KINGSTON –– Opposition parliamentarians walked out of the legislature yesterday, bringing a premature end to both the debate on the proposed new prison and the day’s agenda.
The opposition walked out after Minister of National Security Peter Bunting reacted angrily to a demand from Opposition Leader Andrew Holness that he table the memorandum of understanding (MOU) the government signed with the British government for the prison, or give the House an undertaking not to go through with the proposed £25 million deal, which would involve the transfer of at least 300 Jamaicans in British prisons back to Jamaica to complete their sentences.
The walkout followed a statement from Bunting on the controversial prison transfer proposal, in which the minister accused Holness of acting “sillily” in dealing with the issue by making “a snide and cynical counterpoint that building schools would be better”.

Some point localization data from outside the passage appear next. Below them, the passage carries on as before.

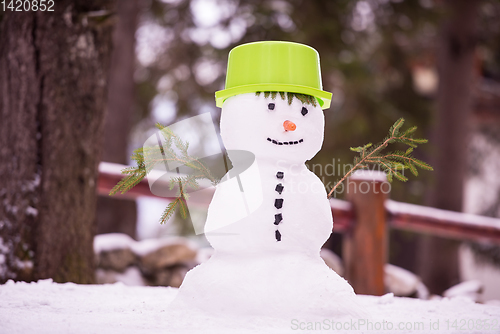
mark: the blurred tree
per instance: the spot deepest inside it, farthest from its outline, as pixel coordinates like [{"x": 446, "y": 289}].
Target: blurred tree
[
  {"x": 53, "y": 70},
  {"x": 120, "y": 215},
  {"x": 438, "y": 257}
]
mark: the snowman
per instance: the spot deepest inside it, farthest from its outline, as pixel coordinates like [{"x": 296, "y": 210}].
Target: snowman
[{"x": 266, "y": 261}]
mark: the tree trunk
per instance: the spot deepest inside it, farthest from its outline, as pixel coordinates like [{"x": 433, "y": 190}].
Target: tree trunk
[
  {"x": 53, "y": 71},
  {"x": 119, "y": 215},
  {"x": 438, "y": 258}
]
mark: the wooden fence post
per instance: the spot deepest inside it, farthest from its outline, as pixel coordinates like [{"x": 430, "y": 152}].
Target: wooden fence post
[{"x": 365, "y": 245}]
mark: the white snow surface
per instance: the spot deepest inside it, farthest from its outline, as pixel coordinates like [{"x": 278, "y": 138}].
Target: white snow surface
[{"x": 47, "y": 307}]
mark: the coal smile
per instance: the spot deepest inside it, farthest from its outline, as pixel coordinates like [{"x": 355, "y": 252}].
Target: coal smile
[{"x": 275, "y": 142}]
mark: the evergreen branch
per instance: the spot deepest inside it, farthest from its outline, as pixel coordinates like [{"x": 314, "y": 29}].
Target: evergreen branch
[{"x": 390, "y": 162}]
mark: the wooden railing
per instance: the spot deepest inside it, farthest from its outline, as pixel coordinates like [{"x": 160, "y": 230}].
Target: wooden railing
[{"x": 363, "y": 220}]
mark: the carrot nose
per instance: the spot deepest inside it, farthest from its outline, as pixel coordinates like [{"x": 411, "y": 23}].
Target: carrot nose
[{"x": 289, "y": 126}]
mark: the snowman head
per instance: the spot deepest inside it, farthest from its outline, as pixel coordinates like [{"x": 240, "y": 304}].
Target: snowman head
[{"x": 276, "y": 126}]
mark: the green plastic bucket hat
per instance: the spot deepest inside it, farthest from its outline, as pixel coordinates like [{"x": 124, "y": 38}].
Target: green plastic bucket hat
[{"x": 274, "y": 66}]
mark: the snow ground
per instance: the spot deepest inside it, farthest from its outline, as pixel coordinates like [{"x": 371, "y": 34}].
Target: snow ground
[{"x": 46, "y": 307}]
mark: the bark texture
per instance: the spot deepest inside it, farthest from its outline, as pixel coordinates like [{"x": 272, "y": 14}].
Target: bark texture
[
  {"x": 119, "y": 215},
  {"x": 53, "y": 71},
  {"x": 438, "y": 258}
]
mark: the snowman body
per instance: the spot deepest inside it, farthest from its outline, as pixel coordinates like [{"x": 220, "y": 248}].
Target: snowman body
[
  {"x": 295, "y": 214},
  {"x": 267, "y": 262}
]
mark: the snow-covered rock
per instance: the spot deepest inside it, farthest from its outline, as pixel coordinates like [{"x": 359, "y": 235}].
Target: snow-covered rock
[{"x": 403, "y": 283}]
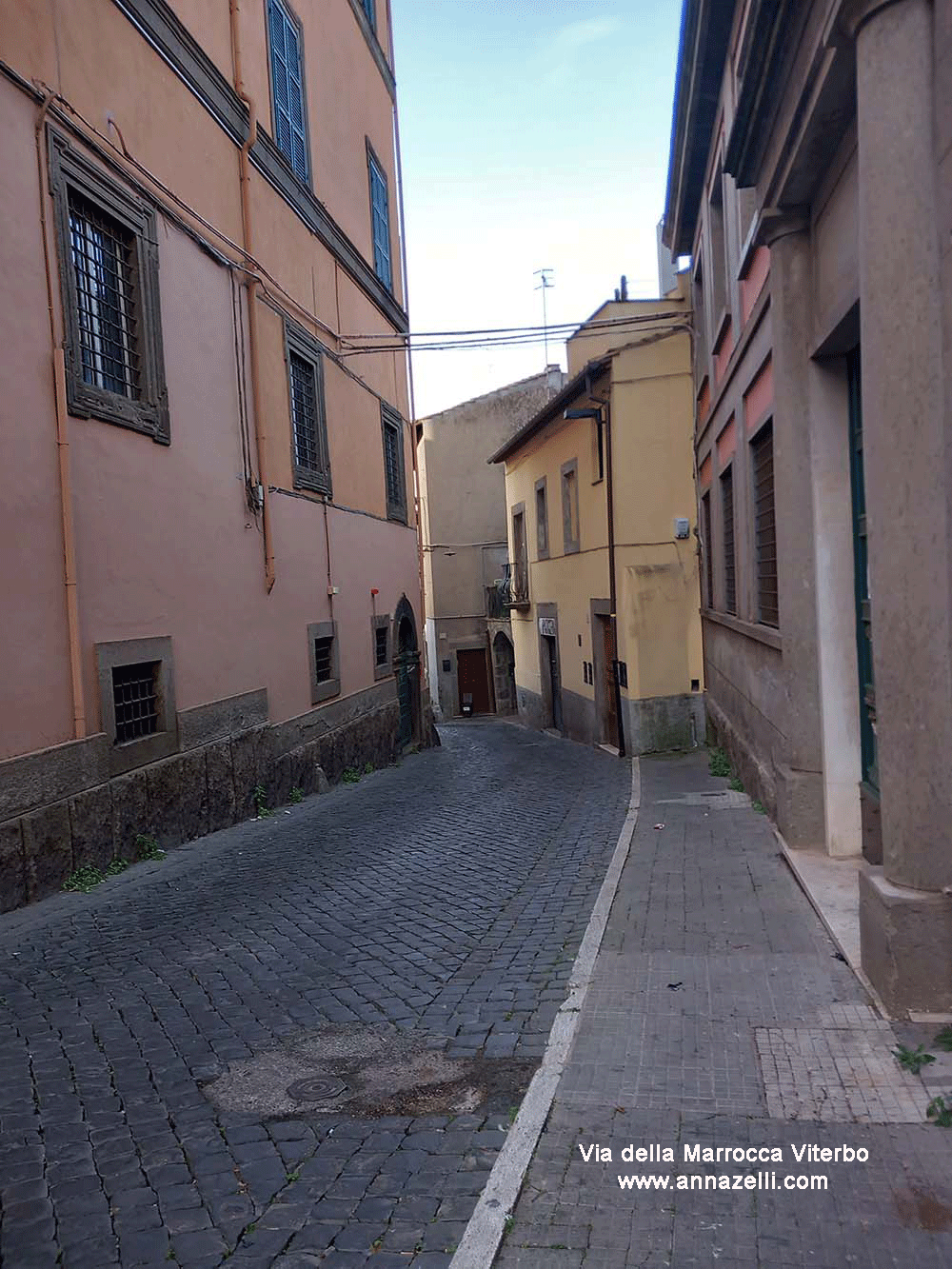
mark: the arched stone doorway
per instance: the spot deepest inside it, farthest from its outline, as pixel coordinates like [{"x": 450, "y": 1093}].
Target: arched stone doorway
[
  {"x": 505, "y": 673},
  {"x": 407, "y": 666}
]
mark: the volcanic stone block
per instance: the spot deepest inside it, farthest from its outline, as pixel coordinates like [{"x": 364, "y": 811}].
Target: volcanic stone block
[
  {"x": 164, "y": 783},
  {"x": 193, "y": 795},
  {"x": 91, "y": 827},
  {"x": 244, "y": 758},
  {"x": 48, "y": 848},
  {"x": 129, "y": 812},
  {"x": 221, "y": 785},
  {"x": 13, "y": 877}
]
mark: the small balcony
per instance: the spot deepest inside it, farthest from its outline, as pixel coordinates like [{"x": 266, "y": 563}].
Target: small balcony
[
  {"x": 514, "y": 589},
  {"x": 497, "y": 606}
]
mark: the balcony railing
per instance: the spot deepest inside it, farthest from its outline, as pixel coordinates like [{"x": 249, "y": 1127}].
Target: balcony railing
[
  {"x": 497, "y": 608},
  {"x": 516, "y": 585}
]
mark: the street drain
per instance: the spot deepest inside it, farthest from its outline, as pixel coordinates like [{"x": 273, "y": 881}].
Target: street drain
[
  {"x": 367, "y": 1071},
  {"x": 318, "y": 1088}
]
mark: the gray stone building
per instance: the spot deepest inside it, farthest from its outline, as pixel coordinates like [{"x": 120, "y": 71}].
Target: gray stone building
[
  {"x": 464, "y": 525},
  {"x": 811, "y": 184}
]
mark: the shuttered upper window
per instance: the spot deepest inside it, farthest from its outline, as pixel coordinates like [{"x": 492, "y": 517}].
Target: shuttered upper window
[
  {"x": 308, "y": 426},
  {"x": 708, "y": 549},
  {"x": 764, "y": 526},
  {"x": 380, "y": 221},
  {"x": 730, "y": 582},
  {"x": 288, "y": 88},
  {"x": 392, "y": 427}
]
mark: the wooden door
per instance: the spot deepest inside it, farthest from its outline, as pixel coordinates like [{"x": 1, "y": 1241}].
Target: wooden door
[
  {"x": 609, "y": 700},
  {"x": 472, "y": 675}
]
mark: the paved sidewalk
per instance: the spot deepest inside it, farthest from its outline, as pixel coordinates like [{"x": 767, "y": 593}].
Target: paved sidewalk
[
  {"x": 445, "y": 898},
  {"x": 722, "y": 1016}
]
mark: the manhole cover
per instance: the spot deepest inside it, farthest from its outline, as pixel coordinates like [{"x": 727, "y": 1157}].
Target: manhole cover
[{"x": 319, "y": 1088}]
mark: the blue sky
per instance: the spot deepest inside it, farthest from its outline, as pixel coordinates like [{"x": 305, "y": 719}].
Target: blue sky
[{"x": 535, "y": 134}]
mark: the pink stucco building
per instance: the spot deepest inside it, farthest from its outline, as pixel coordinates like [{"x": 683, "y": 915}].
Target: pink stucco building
[{"x": 208, "y": 563}]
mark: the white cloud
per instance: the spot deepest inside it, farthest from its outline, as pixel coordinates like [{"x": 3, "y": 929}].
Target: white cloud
[{"x": 577, "y": 34}]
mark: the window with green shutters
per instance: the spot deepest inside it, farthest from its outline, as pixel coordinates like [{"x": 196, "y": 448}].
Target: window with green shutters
[
  {"x": 392, "y": 427},
  {"x": 288, "y": 88},
  {"x": 380, "y": 221},
  {"x": 730, "y": 580},
  {"x": 764, "y": 526}
]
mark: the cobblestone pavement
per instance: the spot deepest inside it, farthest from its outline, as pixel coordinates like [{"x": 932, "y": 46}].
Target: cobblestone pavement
[
  {"x": 720, "y": 1016},
  {"x": 447, "y": 896}
]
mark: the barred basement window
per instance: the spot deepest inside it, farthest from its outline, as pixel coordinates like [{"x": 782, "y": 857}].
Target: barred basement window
[
  {"x": 109, "y": 274},
  {"x": 323, "y": 650},
  {"x": 136, "y": 701},
  {"x": 380, "y": 644},
  {"x": 730, "y": 584},
  {"x": 326, "y": 666},
  {"x": 103, "y": 255},
  {"x": 392, "y": 427},
  {"x": 308, "y": 426},
  {"x": 707, "y": 549},
  {"x": 764, "y": 526}
]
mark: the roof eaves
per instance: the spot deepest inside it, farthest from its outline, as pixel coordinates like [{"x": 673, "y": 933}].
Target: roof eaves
[
  {"x": 703, "y": 52},
  {"x": 552, "y": 408}
]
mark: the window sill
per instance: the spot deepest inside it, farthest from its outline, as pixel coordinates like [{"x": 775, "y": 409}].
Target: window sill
[
  {"x": 314, "y": 483},
  {"x": 765, "y": 635},
  {"x": 326, "y": 690},
  {"x": 137, "y": 753}
]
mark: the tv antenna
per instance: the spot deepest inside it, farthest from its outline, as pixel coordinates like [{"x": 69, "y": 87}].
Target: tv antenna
[{"x": 545, "y": 283}]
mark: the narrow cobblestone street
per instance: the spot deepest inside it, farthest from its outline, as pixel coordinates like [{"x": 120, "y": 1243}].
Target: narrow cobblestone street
[
  {"x": 722, "y": 1014},
  {"x": 446, "y": 898}
]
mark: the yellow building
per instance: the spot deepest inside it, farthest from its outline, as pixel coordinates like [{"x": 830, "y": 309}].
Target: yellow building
[{"x": 602, "y": 537}]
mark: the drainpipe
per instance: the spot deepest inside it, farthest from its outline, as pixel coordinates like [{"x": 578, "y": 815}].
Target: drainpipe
[
  {"x": 63, "y": 442},
  {"x": 425, "y": 654},
  {"x": 251, "y": 285},
  {"x": 612, "y": 585}
]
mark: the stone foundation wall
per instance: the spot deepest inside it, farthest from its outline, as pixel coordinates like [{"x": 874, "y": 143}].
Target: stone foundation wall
[{"x": 69, "y": 814}]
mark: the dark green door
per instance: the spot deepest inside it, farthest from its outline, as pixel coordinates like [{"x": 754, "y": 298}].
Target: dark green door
[{"x": 861, "y": 567}]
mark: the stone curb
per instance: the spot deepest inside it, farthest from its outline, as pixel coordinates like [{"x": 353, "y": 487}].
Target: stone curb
[
  {"x": 791, "y": 861},
  {"x": 483, "y": 1235}
]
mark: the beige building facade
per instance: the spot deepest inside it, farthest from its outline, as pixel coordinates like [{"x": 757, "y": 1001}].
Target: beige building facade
[
  {"x": 604, "y": 575},
  {"x": 209, "y": 563},
  {"x": 811, "y": 184},
  {"x": 464, "y": 528}
]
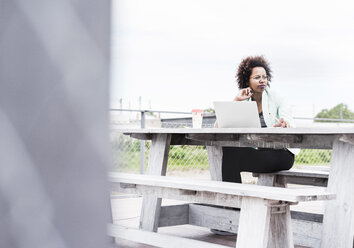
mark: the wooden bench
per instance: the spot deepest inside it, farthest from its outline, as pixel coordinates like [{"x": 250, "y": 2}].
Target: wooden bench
[
  {"x": 264, "y": 217},
  {"x": 293, "y": 176}
]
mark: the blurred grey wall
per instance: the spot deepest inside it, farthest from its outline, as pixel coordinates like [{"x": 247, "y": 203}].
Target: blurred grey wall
[{"x": 54, "y": 96}]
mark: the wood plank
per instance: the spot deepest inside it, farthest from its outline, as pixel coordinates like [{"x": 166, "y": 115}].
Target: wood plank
[
  {"x": 213, "y": 187},
  {"x": 174, "y": 215},
  {"x": 338, "y": 222},
  {"x": 262, "y": 137},
  {"x": 307, "y": 227},
  {"x": 254, "y": 224},
  {"x": 299, "y": 130},
  {"x": 157, "y": 239},
  {"x": 214, "y": 217},
  {"x": 204, "y": 197},
  {"x": 150, "y": 211},
  {"x": 280, "y": 229},
  {"x": 215, "y": 162},
  {"x": 294, "y": 176}
]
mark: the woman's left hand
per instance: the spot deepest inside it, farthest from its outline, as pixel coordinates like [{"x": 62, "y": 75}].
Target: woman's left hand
[{"x": 281, "y": 123}]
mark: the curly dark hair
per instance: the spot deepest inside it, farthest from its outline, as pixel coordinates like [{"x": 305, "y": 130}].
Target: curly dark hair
[{"x": 244, "y": 70}]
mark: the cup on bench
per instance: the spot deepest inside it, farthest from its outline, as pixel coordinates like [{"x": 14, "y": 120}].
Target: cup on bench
[{"x": 197, "y": 118}]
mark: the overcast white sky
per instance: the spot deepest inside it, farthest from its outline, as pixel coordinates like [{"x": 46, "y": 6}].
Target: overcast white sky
[{"x": 183, "y": 54}]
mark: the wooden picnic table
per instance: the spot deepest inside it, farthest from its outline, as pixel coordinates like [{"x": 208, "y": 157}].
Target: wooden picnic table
[{"x": 338, "y": 222}]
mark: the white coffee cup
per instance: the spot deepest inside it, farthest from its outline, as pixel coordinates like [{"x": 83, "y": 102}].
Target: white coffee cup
[{"x": 197, "y": 118}]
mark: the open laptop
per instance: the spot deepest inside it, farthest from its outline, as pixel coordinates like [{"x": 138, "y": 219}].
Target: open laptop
[{"x": 237, "y": 114}]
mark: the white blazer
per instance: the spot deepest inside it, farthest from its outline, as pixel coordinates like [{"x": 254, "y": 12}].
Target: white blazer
[{"x": 274, "y": 104}]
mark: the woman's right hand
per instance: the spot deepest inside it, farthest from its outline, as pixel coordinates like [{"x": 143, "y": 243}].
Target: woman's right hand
[{"x": 244, "y": 94}]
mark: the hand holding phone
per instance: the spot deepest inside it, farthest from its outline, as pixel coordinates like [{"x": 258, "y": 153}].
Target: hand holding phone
[{"x": 244, "y": 94}]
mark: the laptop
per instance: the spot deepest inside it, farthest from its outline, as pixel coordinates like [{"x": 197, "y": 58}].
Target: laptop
[{"x": 237, "y": 114}]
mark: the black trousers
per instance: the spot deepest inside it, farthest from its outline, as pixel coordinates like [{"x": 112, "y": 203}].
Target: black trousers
[{"x": 262, "y": 160}]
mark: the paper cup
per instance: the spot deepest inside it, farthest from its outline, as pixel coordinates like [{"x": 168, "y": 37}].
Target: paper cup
[{"x": 197, "y": 118}]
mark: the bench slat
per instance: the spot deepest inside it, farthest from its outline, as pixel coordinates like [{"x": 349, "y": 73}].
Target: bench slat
[
  {"x": 270, "y": 193},
  {"x": 157, "y": 239}
]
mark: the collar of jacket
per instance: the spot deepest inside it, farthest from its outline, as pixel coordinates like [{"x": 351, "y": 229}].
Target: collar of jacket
[{"x": 265, "y": 108}]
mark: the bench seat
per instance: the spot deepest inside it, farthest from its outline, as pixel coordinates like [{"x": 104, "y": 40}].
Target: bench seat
[
  {"x": 265, "y": 219},
  {"x": 296, "y": 176}
]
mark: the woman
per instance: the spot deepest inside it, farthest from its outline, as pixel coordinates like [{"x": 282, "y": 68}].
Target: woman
[{"x": 253, "y": 77}]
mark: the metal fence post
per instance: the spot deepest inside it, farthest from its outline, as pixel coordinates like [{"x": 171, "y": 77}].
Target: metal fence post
[{"x": 142, "y": 145}]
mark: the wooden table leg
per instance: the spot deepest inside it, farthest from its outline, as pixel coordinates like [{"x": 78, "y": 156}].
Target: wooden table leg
[
  {"x": 260, "y": 227},
  {"x": 338, "y": 221},
  {"x": 215, "y": 161},
  {"x": 157, "y": 165}
]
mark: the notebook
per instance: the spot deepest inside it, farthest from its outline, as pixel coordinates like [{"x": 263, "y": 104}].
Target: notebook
[{"x": 237, "y": 114}]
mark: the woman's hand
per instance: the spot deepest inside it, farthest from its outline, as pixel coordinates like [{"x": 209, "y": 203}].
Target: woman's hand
[
  {"x": 281, "y": 123},
  {"x": 243, "y": 94}
]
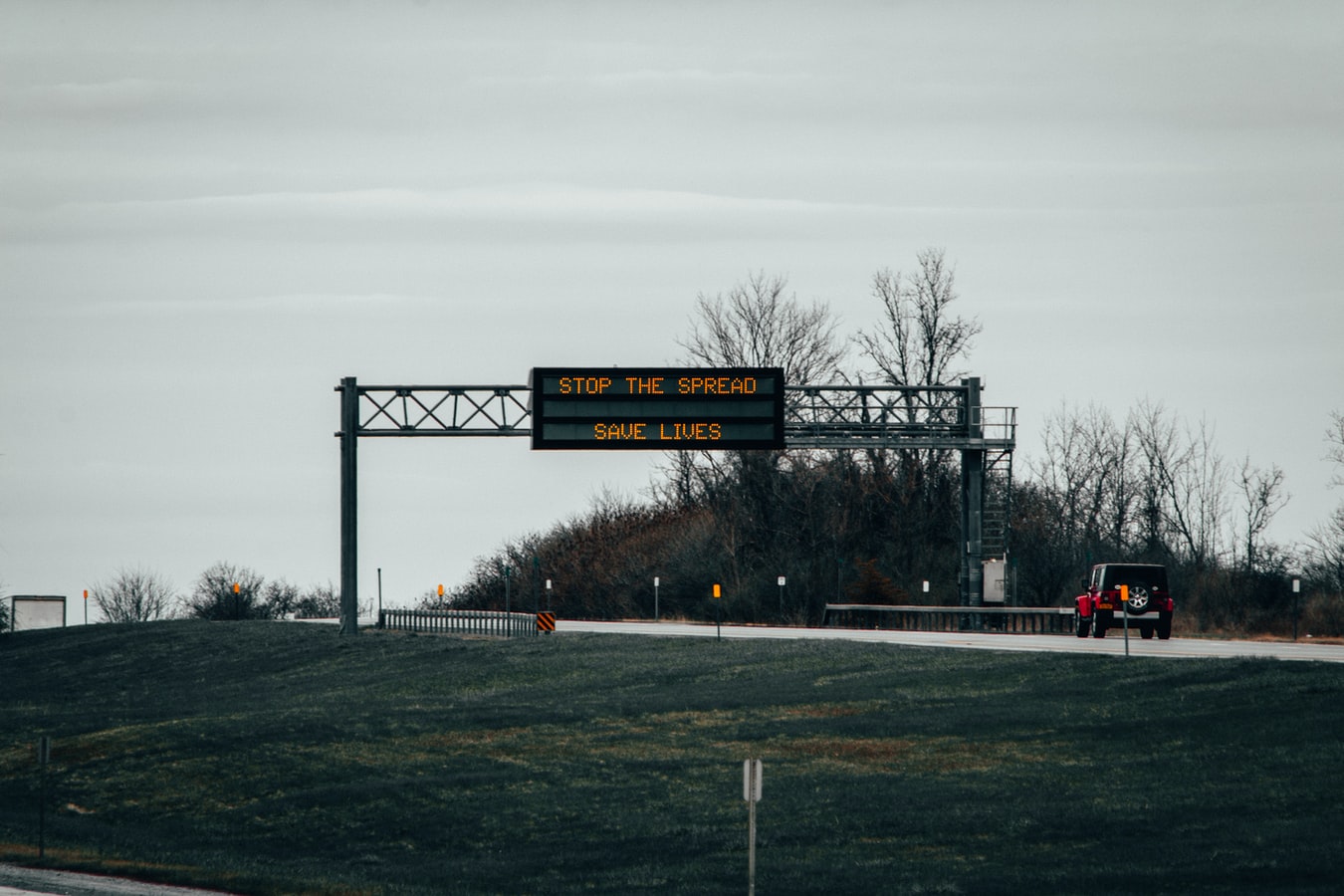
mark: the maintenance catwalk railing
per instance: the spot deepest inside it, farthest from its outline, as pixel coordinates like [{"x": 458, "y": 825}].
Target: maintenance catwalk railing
[
  {"x": 910, "y": 618},
  {"x": 487, "y": 622}
]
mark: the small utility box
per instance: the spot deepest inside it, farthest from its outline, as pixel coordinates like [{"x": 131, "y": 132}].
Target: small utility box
[
  {"x": 995, "y": 588},
  {"x": 29, "y": 611}
]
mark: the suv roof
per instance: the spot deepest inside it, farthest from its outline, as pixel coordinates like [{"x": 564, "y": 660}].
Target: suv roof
[{"x": 1108, "y": 575}]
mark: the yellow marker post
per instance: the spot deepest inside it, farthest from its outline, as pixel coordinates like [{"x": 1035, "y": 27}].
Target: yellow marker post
[
  {"x": 1124, "y": 611},
  {"x": 718, "y": 611}
]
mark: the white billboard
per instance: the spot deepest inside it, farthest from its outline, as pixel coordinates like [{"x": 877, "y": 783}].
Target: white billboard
[{"x": 31, "y": 611}]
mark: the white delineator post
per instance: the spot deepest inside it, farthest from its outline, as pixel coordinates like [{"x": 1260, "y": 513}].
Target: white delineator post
[{"x": 752, "y": 794}]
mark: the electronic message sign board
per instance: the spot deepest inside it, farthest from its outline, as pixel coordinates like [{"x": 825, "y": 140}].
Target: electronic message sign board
[{"x": 657, "y": 407}]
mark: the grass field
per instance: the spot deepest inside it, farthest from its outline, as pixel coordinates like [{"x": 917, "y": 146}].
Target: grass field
[{"x": 269, "y": 758}]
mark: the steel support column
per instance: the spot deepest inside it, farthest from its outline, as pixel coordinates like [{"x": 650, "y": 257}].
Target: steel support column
[
  {"x": 348, "y": 507},
  {"x": 972, "y": 501}
]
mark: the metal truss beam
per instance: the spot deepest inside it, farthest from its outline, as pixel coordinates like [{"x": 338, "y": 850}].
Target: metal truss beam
[
  {"x": 816, "y": 416},
  {"x": 836, "y": 416}
]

“. . . Which all adds up to a one-dimensional, monochromatic view of the world and Jamaica’s place in it,” Bunting claimed.
Bunting ended by promising the appointment of a special select committee of the House to hear submissions on the prison issue from technical experts and members of the public, including civil society groups.
But that did not calm opposition MPs, who insisted that they would not support the deal offered by the British government.
Things heated up when Holness rose and immediately raised the issue of an article on the British 10 Downing Street (home of the British prime minister) website which, he said, reported that the British government had already signed a deal to send home Jamaican prisoners in Britain to serve their time in a new Jamaican prison.
Holness asked the minister to publicly deny the statement and make a commitment that he would not sign any such agreement.
Bunting responded that he was aware of the statement, but insisted that it was not the case and the matter had been brought to the attention of the British High Commission in Kingston for correction.
Bunting reiterated that he had only signed a non-binding memorandum of understanding.
Holness also referred to another article on the British Treaties website (a database of all treaties signed by the British government), which stated that there was a bilateral agreement from June, 2007, for transferring the prisoners back to Jamaica.
Bunting said that he was not aware of the website, but he had heard that a previous (People’s National Party) administration had signed a “different type of prisoner transfer agreement”, but it was never effected.
He said that, in addition, none of the laws which would need to be amended to facilitate the transfer were changed.
Bunting said he had not signed any other document, other than the recent MOU, which would have laid the foundation for the transfer arrangements.
He said the British government had made an offer, which was contingent on the government of Jamaica signing a prisoner transfer agreement.
“We have said to them that, in order to sign a prisoner transfer agreement, we first have to have legislation which would allow it. So, we have said that we have entered upon a process which, if successful, would see legislation passed, would see the negotiation of a prisoner transfer agreement and possibly then the commencement of construction on the receipt of the funds from the UK,” Bunting explained.
But Holness accused Bunting of being deceptive, and commented that the opposition was not even sure if the special select committee would be set up to hear submissions.
He asked whether Bunting would make available to the House a copy of the MOU with Britain.
Bunting said he would discuss it with the minister of foreign affairs, but that he suspected that the MOU would be made available for the special select committee to examine.
Holness said that the opposition did not expect to await the setting up of the committee, which may never be set up, and that it should come to the House immediately.
In response to Bunting’s suggestion that the opposition seemed to have two positions: one, that there was no support for the agreement; and the other suggesting that it would be accepted with certain conditions, Holness said: “We on this side do not support any such agreement. It is an agreement that is not in the interest of Jamaicans.”
He said that while the British Press had made it clear that the prison transfers would save Britain money, the Jamaican government had not demonstrated what the savings and the benefit to the Jamaican taxpayer would be.
“We say to this government: do not proceed any further with this agreement. And we would want from you, Minister, today, I put it to you, that you would give a commitment today that you will not proceed any further with this agreement,” Holness said.
“I believe the leader of the opposition is being delusional,” Bunting responded, angrily.
“He obviously believes that for the brief period for which he was prime minister he can still continue to give those types of instructions to the cabinet. He is not in that position any more, and I am not taking any instructions from him; and that’s final,” Bunting said.
Holness immediately rose from his seat and walked out of the chamber, followed by the other opposition MPs.